# Fishing with Leeches?



## noley20 (Dec 3, 2011)

I was wondering what are effective techniques of presenting leeches in a river for smallmouth, walleye or pike?? Also i have researched the best leeeches to use for fishing! but i cant really find good pics of them to tell a differnce! Im using leeches what are black with reddish dots on there backs!! Thank you for any info!!


----------



## woodie slayer (Feb 25, 2006)

never seen any with red dots. always just black
for rivers i'd drift with a split shot heavy enough to get bottom. for lakes i use slip bobbers.


----------



## dbarnes85 (Jun 19, 2013)

I used a drop shot rig and just double hooked the leech last weekend and had some success. Make sure you hook him so he can still move. I rigged it so the hook was around 1-2 feet off the bottom and used a bobber while I threw some other lures with another pole. 

Good luck!


----------



## bowhunter42 (Aug 22, 2012)

Rough the leech up first, stomp on it or use pliers. Fish like them better 

Sent from my DROIDX using Ohub Campfire mobile app


----------



## piscatorial warrior (Sep 14, 2011)

I hook them once through the sucker with a #4 or #6 steelhead hook and a small glow bead. Add a couple #4 splitshot, one of them 2ft and another one 3ft, from hook. I drift it through the sluices between rocks and such. Catch walleye and smallmouth.


----------



## Tyler B (Jun 30, 2008)

bowhunter what the heck are you talking about....lolz never caught to much on a dead stomped on leech...lmao


----------



## bowhunter42 (Aug 22, 2012)

Tyler, your missin out on one of the best perch baits. Works when better if ya chew it a little!

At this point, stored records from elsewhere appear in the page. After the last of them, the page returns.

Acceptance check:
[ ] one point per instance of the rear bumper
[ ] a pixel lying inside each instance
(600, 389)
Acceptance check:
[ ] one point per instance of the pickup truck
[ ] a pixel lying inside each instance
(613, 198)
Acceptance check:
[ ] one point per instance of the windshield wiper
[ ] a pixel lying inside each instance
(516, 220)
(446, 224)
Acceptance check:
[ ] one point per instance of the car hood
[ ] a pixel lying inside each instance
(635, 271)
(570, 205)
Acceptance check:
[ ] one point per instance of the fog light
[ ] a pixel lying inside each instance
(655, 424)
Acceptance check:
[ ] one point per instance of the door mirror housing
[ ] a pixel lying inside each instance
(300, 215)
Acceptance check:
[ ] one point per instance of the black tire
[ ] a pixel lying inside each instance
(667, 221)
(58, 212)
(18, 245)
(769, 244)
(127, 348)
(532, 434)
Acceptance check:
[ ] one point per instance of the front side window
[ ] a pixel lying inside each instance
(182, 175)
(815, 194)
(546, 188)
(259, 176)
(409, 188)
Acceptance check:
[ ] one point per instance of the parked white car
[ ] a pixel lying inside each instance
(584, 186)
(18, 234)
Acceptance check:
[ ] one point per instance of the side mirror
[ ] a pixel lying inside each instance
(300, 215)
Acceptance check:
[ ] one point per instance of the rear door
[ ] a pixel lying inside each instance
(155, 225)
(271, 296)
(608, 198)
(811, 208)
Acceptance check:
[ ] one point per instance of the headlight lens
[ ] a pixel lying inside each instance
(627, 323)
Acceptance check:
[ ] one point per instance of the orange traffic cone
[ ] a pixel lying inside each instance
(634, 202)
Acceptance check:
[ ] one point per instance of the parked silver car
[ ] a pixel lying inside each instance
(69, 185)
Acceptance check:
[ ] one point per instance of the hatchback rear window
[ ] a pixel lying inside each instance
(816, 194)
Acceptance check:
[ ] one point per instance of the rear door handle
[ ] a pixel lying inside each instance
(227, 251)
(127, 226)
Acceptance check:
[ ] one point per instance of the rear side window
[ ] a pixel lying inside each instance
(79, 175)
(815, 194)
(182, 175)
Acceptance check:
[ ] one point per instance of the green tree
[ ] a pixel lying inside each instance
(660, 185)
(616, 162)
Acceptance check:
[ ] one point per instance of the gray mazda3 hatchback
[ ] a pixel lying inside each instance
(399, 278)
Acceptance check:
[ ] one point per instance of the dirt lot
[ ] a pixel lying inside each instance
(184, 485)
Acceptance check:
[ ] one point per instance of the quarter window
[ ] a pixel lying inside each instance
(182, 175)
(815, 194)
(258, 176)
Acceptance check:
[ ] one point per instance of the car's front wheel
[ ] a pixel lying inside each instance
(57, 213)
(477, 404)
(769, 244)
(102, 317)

Sent from my DROIDX using Ohub Campfire mobile app


----------



## UltimateOutdoorsman (Sep 13, 2001)

I'd try a bobber and a jig. Hook it once through the sucker. Set the jig depth to be a few feet off bottom, and let er rip!


----------



## tsr770 (Mar 3, 2010)

UltimateOutdoorsman said:


> I'd try a bobber and a jig. Hook it once through the sucker. Set the jig depth to be a few feet off bottom, and let er rip!



I'll second that one, I have had good luck fishing rivers with them rigged just like I was fishing a spawnbag under a bobber. #4 octopus hook with a few shot a foot or so up the line, use the bobber to keep it a foot or so off bottom and let it drift with the current.


----------



## sfw1960 (Apr 7, 2002)

UltimateOutdoorsman said:


> I'd try a bobber and a jig. Hook it once through the sucker. Set the jig depth to be a few feet off bottom, and let er rip!


I concur!
Most of the leeches I use though say "Trigger X" on the foil package.... :lol:
Not much of a live bait guy - unless I have to! :evilsmile


----------



## Tyler B (Jun 30, 2008)

bow-hunter get at me perch are on fire my side of the state...:corkysm55


----------



## noley20 (Dec 3, 2011)

I bobber fish them with some luck and pick up smallies!! But have not caught the walleyes with them! I bottom bounce them but my young blood kinda gets bored with that after awhile haha!


----------



## fishineveryminuteofit (Mar 31, 2011)

Depends on the river and how you are fishing. We did well in canada on slow deep rivers vertical jigging them. If you are wading (or anchored) and casting, I'd roll the rocks under a bobber as well.


----------